急いでキッチンへと戻ってみれば花子ちゃんのそんな言葉を耳にする。
え、シュウ“お兄ちゃん”?
なにそれ何のプレイ?シュウってば花子ちゃんに気があるのは知ってたけどルキがいない間になんという兄弟プレイを花子ちゃんに強要してるんだ僕も混ぜてほしい。
けれどそれより気になった言葉…




「信じる」




そっか…花子ちゃんは今度それを手にしようとするんだね。
けれどその手が少し震えてるのが視界に入って胸がぎゅって苦しくなった。
僕と花子ちゃんは少しだけ似ているから気持ち……わかる気がするよ。




「そうだよねぇ〜僕も信じるって無理無理!!だって裏切られたとき立ち直れないもの!!」




あくまであっけらかんと、飄々と言葉にして彼女の後ろから登場したけれど
この言葉はきっと今の僕と彼女の気持ちそのものだ。




信じてと軽々しく口にされて
そのままに信じた末路なんて大体が同じ。
裏切りや廃棄しか先に待っていなかった今までの経験からしてみれば
信じるという行為は酷く恐ろしくて仕方がない。
……いくら頭でそれが大事だと理解していたとしても、だ。




突然の僕の登場に驚いていた彼女に自身がここにやってきた理由を話す。
するとやっぱり彼女の口から出た言葉は僕の予想通りのもので……
僕が言うのもなんだけれど、もうちょっと自分の価値って奴を知ってほしいなぁとは少し思っちゃったりもした。





「僕に食べられたいビッチちゃんはたくさんいるけど親友は花子ちゃんだけなんだよ?」





その言葉に彼女はどこかおかしそうに微笑んだ。
そうそう、僕にとって足を開くビッチちゃんはたっくさんいるけれど
僕の胸の内を開いてくれるのは君だけなんだからね。




そんなどこか暖かい空間に自然と顔を緩めていれば
花子ちゃんが小さな声を上げた。
…………どうしたんだろう。
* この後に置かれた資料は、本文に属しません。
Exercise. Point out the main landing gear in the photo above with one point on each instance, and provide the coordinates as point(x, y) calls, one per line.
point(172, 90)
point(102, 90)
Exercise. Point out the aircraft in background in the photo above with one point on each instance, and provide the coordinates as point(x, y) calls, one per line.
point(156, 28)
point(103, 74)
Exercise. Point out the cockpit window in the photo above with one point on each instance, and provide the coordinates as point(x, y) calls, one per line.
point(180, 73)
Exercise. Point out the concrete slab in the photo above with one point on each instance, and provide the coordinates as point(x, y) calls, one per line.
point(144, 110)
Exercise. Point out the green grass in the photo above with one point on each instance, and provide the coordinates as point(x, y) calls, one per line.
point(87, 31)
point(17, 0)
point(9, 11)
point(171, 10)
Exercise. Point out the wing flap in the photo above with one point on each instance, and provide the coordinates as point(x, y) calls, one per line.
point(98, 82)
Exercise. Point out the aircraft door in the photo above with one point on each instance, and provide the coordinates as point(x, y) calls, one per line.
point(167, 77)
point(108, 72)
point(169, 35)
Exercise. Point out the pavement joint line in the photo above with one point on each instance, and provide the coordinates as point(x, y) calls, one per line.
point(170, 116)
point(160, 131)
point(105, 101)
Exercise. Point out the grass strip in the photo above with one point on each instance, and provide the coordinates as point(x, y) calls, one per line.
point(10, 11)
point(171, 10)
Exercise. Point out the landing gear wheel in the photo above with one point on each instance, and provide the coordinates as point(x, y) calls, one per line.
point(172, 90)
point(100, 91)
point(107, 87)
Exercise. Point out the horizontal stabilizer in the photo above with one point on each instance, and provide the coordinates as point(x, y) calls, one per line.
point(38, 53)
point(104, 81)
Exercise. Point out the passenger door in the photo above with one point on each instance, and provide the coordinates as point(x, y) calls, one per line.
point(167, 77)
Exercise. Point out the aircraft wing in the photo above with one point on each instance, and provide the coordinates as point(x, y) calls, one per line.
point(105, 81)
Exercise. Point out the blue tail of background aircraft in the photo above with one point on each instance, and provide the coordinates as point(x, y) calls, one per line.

何かあったのかな。




チラリと先程いつの間に僕がここまで花子ちゃんに懐いちゃってたのか聞いたシュウの顔を見た。
するとどうしてだがすごく優しい顔をしていて更に疑問符が浮かぶ。
………シュウのこういう顔って花子ちゃんの前以外では見たことないや。





そして数秒固まっていた彼女はコチラを向いて酷くまっすぐな視線で僕を射貫いたのだ。




「ライトさん、ごめんなさい。私……親友としてもっとしかりしたいです。」




「?ん?う、うん…?」





その瞳は本当にまっすぐで、僕は思わず目を見開いてしまった。
嗚呼、君は本当に何事にも誠実でどこまでも真っすぐなんだね。




「ふはっ……おいライト。お前とんでもない女、親友にしちまったな。」




シュウの声にもう一度彼の顔を見ればどうしてだかその表情はやっぱり柔らかくて
どうしてそんな顔で僕を見ているのかは分からなかった…分からなかった、けど





「花子ちゃん……」




ねぇ花子ちゃん、僕と君がどこか似ているのだとしたら僕も…




「自信………持ちたい」





僕もいつか君みたいに真っすぐ、誠実な目で誰かを射貫くことが出来るだろうか。





小さくて華奢なその背中がどうしてだか
僕には酷く大きな夜空に見えたんだ。